Needless to say, the sales page is one of the most critical elements, and – for me, at least – was more difficult than creating the product itself.

John’s training, as always, was thorough and aimed entirely at the beginner. Indeed, three of the days are dedicated entirely to learning the intricacies of writing sales copy.

As John confirms, it is worthwhile taking a lot of time over producing your sales page. Not only should you continue to explore the full capabilities of the OptimizePress plugin (or whichever page builder you are using), but you need to experiment with different colours, layouts and words until you are entirely happy.

I have been spending four weeks creating my two sales pages (one for my front-end product, the other for my back-end). While the basic material is there, I am still not finished, as I now need to source bonus products to offer alongside my main products, in addition to testimonials (an important element of any sales page). So be prepared to take your time.

The only slight grumbles I have about the training is that John specifies the need for a proof element – in other words something that demonstrates either that the product does what it says it will do or that the vendor has, in the past, made a lot of money from doing whatever method the product teaches.

In either case, this is an odd point at which to introduce this necessity in a course that is aimed at people with little to no sales history, no experience in building a customer list, and no experience in driving traffic to a website – i.e. no experience in anything that their product is likely to do.

Granted, offering a product with private label rights is one way to ameliorate this issue (and as a professional content creator, I am able to point to my work record as proof that I create high quality content). This, however, was suggested to me only through a support call.
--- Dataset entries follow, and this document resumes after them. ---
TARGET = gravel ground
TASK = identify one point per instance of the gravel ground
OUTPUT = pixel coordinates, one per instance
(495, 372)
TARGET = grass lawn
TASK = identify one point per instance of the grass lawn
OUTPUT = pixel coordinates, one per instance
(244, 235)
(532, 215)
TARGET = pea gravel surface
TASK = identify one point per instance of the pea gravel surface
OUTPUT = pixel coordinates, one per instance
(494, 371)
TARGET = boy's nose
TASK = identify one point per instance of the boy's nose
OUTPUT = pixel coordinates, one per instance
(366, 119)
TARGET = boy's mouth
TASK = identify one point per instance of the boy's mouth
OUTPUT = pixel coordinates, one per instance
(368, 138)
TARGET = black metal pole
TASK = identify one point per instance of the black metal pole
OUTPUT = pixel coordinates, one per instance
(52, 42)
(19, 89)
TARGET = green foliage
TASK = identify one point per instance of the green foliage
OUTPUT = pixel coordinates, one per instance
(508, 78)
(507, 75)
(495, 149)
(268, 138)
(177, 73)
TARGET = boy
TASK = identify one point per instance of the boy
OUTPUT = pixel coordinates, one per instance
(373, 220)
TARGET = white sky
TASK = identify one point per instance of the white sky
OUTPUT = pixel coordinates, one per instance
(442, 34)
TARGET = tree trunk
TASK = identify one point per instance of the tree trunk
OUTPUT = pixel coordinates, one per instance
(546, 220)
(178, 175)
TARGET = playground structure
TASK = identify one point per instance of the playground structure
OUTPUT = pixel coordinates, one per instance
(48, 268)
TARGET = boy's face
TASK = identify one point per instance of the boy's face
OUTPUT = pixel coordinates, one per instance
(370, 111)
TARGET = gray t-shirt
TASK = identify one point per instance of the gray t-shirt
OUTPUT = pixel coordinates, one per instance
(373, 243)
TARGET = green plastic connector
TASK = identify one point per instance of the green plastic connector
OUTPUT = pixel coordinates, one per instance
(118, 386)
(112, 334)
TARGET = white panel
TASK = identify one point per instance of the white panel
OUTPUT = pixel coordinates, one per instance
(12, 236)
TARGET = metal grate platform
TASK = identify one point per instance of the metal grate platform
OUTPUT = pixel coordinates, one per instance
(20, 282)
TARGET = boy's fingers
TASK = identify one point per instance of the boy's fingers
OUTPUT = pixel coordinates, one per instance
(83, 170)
Instead, I would have said that the need for a proof element should have been introduced more clearly in the course itself, right before product creation, so you know for sure that you must produce something that you will be able to back up with at least some kind of proof.

The other slight issue was the way in which the inclusion of elements such as legal pages (Terms of Use, Privacy Policy) was dealt with very quickly. Earlier in the course, a whole day was given over to ensuring that the blog you create (which, for me, is this one you are reading right now) is legally compliant. It seems odd to me to not devote the same attention to legal requirements for a sales page – especially for an element as critical as the earnings disclaimer. Instead, all we see is John copying and pasting links to previous versions of the pages he has created elsewhere.

Those points aside, however, it’s worth reiterating: take your time to do this properly, and seek opinions from both John, Randy and others in the Partnership to Success program to see if you can make improvements.

Remember that even though, to you, your page may look beautiful and brilliant, it may fail to resonate with your target audience.